Dari segala kegagalan yang kita alami, tidak ada yang se-menyedihkan kegagalan kita menaati Tuhan. Kalau Tuhan memberikan kita kesadaran akan dosa kita, kita harus bersyukur meskipun pada saat itu rasanya menyakitkan. Jangan lupa bahwa Tuhanlah yang memberikan hal-hal yang menyakitkan. Hal-hal yang menyakitkan kita juga datang dari tangan Bapa yang penuh kasih. Penderitaan dalam hidup kita bukan berarti setan berhasil merebut kendali dari tangan Tuhan. Dulu saya kira setan dan Tuhan itu seperti kuasa yang berlawanan, yang satu arah positif, yang satu arah negatif. Jika setan memberikan gaya minus 100 N, maka Tuhan berkewajiban memberikan gaya plus 100 N supaya tidak ada hasil negatif. Tetapi ternyata Tuhan kita lebih canggih daripada itu. Tuhan kita adalah Tuhan yang bekerja melalui hal-hal yang negatif bahkan melalui setan untuk mencapai tujuan Tuhan yang mulia: pengudusan kita dan kemuliaan-Nya. Pengertian akan Tuhan yang seperti apa ini akan sangat menentukan bagaimana kita bangkit kembali setelah gagal dan jatuh.
Sewaktu saya gagal, saya biasanya langsung menyerah dan tidak pengen melakukan apa-apa, karena saya toh seorang yang gagal. Untuk apa saya usaha? Pada saat itu, yang menghibur dan menguatkan saya adalah suatu pemikiran, sebagaimana diri saya pun, Tuhan mengasihi saya. Dia tahu seberapa jeleknya saya, Dia lebih tahu itu daripada saya, tetapi Dia mengasihi saya. Dia tidak akan menjadi tidak mengasihi saya karena saya gagal. Itu satu-satunya pemikiran yang mendorong saya untuk batal menyerah. Saya berusaha untuk memberikan yang terbaik, bukan karena saya percaya kalau saya bekerja keras pasti berhasil. Saya sudah cukup sering gagal untuk tahu, usaha terbaik saya pun mungkin sekali gagal. Saya berusaha untuk memberikan yang terbaik karena Tuhan yang mengasihi saya mau hal itu. Kalaupun saya gagal, dalam arti tidak ada hasil yang kelihatan, maka saya sudah mengerjakan yang Tuhan mau yaitu tekun memberikan yang terbaik, dan itu yang Tuhan minta.

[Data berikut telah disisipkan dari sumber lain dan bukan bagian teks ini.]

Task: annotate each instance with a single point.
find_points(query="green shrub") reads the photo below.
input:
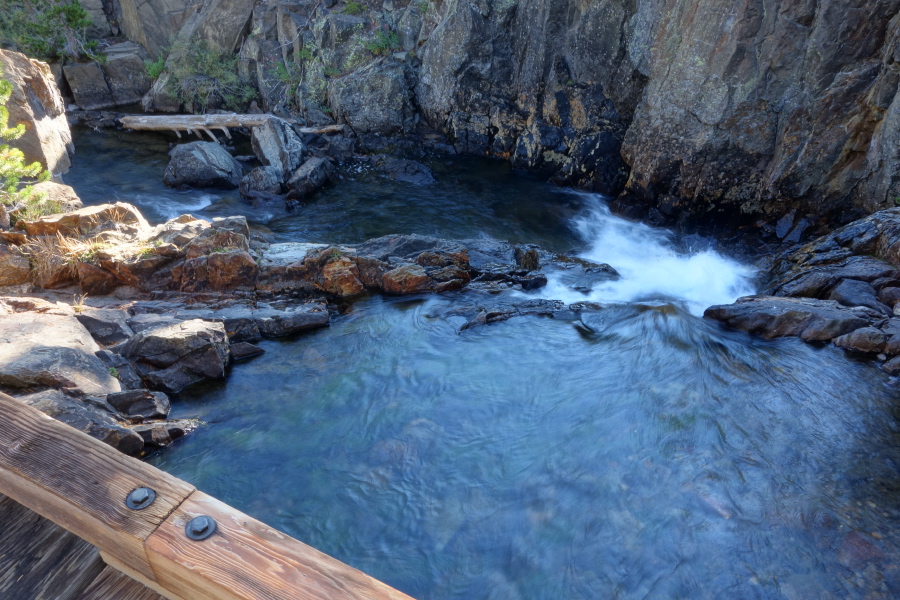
(204, 78)
(15, 174)
(382, 43)
(48, 29)
(353, 8)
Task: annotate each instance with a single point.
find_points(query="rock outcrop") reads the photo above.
(696, 110)
(173, 357)
(203, 164)
(843, 287)
(45, 350)
(37, 104)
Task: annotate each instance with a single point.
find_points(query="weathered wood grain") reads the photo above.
(113, 585)
(81, 484)
(131, 573)
(207, 122)
(246, 559)
(39, 560)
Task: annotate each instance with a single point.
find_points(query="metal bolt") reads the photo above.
(140, 498)
(200, 528)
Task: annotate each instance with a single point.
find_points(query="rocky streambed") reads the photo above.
(460, 400)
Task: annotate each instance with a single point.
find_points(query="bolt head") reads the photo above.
(199, 525)
(200, 528)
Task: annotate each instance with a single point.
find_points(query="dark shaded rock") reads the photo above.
(94, 280)
(867, 339)
(809, 319)
(107, 326)
(160, 435)
(121, 369)
(497, 312)
(276, 145)
(889, 295)
(87, 418)
(313, 175)
(273, 323)
(403, 169)
(528, 260)
(45, 350)
(202, 164)
(140, 404)
(242, 350)
(851, 292)
(174, 356)
(262, 179)
(892, 366)
(374, 99)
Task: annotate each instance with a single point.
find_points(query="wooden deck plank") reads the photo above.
(246, 559)
(39, 560)
(81, 484)
(113, 585)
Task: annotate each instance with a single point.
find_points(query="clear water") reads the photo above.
(642, 453)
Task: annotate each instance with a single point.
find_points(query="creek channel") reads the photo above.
(643, 452)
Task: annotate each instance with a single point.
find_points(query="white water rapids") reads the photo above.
(652, 269)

Itulah yang namanya bertobat. Bertobat bukan cuma menangis. Orang bisa menangis karena takut dihukum. Bertobat bukan cuma menyadari atau bahkan mengaku salah. Itu bagian yang penting dari pertobatan, langkah pertama, sudah pasti. Tetapi setelah itu, harus ada pekerjaan yang dilakukan, usaha yang dibuat, untuk berbalik, untuk tidak lagi melakukan yang salah. Salah satu dosa saya yang terbesar adalah malas. Saya sangat suka tidur. Kalau sudah tahu begitu, maka saya jangan belajar sambil tiduran atau bahkan duduk di sofa. Karena hasilnya pasti tidur. Tidak ada gunanya saya berdoa sambil nangis-nangis, aduh, ketiduran lagi. Saya harus mengubah apa yang saya kerjakan. Mungkin minum kopi, atau kalau perlu kopinya jangan diminum tapi disiram ke muka.

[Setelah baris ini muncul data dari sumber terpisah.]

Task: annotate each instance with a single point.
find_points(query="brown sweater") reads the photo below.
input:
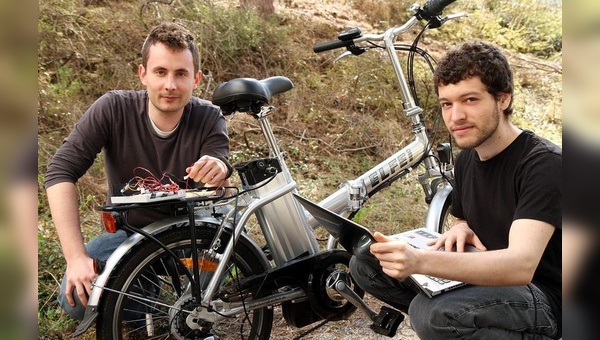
(118, 125)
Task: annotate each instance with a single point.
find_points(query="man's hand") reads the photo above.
(79, 275)
(208, 170)
(397, 258)
(459, 235)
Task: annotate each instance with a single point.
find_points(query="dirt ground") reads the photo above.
(356, 327)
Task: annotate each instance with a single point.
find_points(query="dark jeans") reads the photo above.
(469, 312)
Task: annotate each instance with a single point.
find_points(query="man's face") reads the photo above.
(169, 79)
(471, 114)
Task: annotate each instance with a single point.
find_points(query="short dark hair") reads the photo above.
(174, 36)
(476, 59)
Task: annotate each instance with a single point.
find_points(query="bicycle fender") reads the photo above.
(91, 311)
(436, 207)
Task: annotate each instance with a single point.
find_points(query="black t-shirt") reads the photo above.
(524, 181)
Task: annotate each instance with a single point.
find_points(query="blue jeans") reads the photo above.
(469, 312)
(99, 247)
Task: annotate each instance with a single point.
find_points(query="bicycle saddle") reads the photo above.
(248, 94)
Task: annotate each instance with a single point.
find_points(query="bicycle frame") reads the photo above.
(288, 230)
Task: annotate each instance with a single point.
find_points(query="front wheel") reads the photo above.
(149, 296)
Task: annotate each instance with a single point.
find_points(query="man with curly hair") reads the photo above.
(507, 200)
(163, 129)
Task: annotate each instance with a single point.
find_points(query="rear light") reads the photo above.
(203, 264)
(110, 221)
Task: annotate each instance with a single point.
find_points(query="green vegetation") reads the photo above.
(340, 119)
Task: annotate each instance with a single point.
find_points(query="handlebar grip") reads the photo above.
(434, 8)
(330, 45)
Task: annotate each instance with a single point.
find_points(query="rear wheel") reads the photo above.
(149, 296)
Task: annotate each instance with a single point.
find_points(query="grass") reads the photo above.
(340, 120)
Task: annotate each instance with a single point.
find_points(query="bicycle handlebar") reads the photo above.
(434, 8)
(430, 10)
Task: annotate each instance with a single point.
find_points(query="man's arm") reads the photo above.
(62, 199)
(514, 265)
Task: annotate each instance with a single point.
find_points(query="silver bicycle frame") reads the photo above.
(284, 223)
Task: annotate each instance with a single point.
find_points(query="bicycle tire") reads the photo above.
(148, 272)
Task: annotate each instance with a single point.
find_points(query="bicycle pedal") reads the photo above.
(387, 321)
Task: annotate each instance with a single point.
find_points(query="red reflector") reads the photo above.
(109, 221)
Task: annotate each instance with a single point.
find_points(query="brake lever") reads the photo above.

Kita menyebut diri sebagai orang Reformed yang mengikuti kerangka theologi John Calvin. Bagi Calvin, pertobatan adalah sesuatu yang kita kerjakan setiap hari. Kita tidak suka hal itu. Sekali-kali bolehlah, siapa sih yang kebal dari dosa. Tapi jangan sering-sering, apa lagi setiap hari. Kita suka berada di atas dan berkata, “Saya sudah lakukan semua dengan sangat amat baik.” Kita tidak suka ditunjukkan bahwa hal ini belum baik; hal ini tidak baik. Tetapi kita bodoh kalau kita tidak berani menghadapi kenyataan bahwa kita sedang disempurnakan. Untuk maju, kita harus berani menerima dan mengakui hal-hal yang Tuhan sedang perbaiki dalam diri kita. Dalam Gerakan Reformed yang besar ini, mungkin kita tergoda untuk kelihatan lebih baik dari diri kita yang sebenarnya. Kalau kita tidak mempertahankan keberanian untuk menerima ketidaksempurnaan kita, tidak mempertahankan kesiapan untuk bangun setelah jatuh, kita hanya akan merusak pekerjaan Tuhan pada akhirnya. Karena apa artinya jumlah orang yang dilayani jika kita bukan orang yang terus dibersihkan di hadapan Tuhan?
Kegagalan di mata dunia bukan hal yang kekal. Tapi kegagalan taat pada Tuhan, kegagalan mengoreksi diri, kegagalan bertobat, itu semua hal-hal yang sangat serius. Segera bangun dan tinggalkan dosa apa pun juga yang memberatimu dan menghalangi kamu untuk terus berlari mengikuti panggilan Tuhan.
Tirza Rachmadi
Mahasiswi STT Reformed Injili Internasional
Endnotes:
[1] Ev. Inawaty Teddy menjelaskan arti kata “berahi” di Kejadian 3:16; berahi di sini adalah kata yang sama yang digunakan untuk dosa yang mengintip dan menggoda Kain (Kej. 4:4), yang berarti ingin menguasai.